Auf die Frage, ob die Klägerin die Dokumentationsanforderungen der-GOP 10320 EBM (dazu näher im Urteil des Senats vom 26.04.2017 - L 5 KA 929/15 -, in juris; Urteil des Senats vom 26.11.2025 - L 5 KA 2185/24 -) erfüllt hat, kommt es vorliegend ebenfalls nicht an. Die Beklagte hat die Dokumentation in Bezug auf die streitgegenständlichen Behandlungsfälle nicht beanstandet und lediglich eine Streichung insoweit vorgenommen, als für dasselbe Hautareal bereits in der Vergangenheit die GOP 10320 EBM abgerechnet worden ist. Dass in den noch streitgegenständlichen Fällen die Therapie in der Vergangenheit abgeschlossen war und im Quartal 4/2014 eine neu aufgetretene Erkrankung an demselben Hautareal behandelt wurde, ist nicht ersichtlich und wurde von der Klägerin auch nicht behauptet. Voraussetzung wäre insoweit jedenfalls, dass der Abschluss der Therapie in der Vergangenheit metrisch und fotografisch festgehalten wurde.

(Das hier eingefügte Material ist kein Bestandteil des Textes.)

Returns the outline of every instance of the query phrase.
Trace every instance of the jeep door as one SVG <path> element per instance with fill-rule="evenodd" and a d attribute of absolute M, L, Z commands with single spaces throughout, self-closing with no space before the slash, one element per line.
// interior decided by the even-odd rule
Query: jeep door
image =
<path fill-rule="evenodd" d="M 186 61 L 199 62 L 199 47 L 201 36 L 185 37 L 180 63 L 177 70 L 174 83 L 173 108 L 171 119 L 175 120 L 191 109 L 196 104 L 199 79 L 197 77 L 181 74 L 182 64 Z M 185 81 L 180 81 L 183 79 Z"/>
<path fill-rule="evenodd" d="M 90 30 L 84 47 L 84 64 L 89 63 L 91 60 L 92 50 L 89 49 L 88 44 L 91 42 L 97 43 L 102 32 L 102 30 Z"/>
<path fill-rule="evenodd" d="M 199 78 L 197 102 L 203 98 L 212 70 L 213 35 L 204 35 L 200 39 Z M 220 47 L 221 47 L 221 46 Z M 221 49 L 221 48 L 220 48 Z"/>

Dies ist hier nicht der Fall.

68

Da auch Vertrauensschutzgesichtspunkte nicht vorliegen, ist die sachlich-rechnerische Berichtigung (im hier zu prüfenden Umfang) insgesamt nicht zu bestanden.

69

5. Die Kostenentscheidung beruht auf § 197a Abs. 1 Satz 1 SGG i.V.m. § 154 Abs. 1 und 2 Verwaltungsgerichtsordnung (VwGO).

70

6. Die Festsetzung des Streitwerts beruht auf § 52 Abs. 3 Gerichtskostengesetz.

71

7. Die Revision wurde wegen grundsätzlicher Bedeutung zugelassen (§ 160 Abs. 2 Nr. 1 SGG).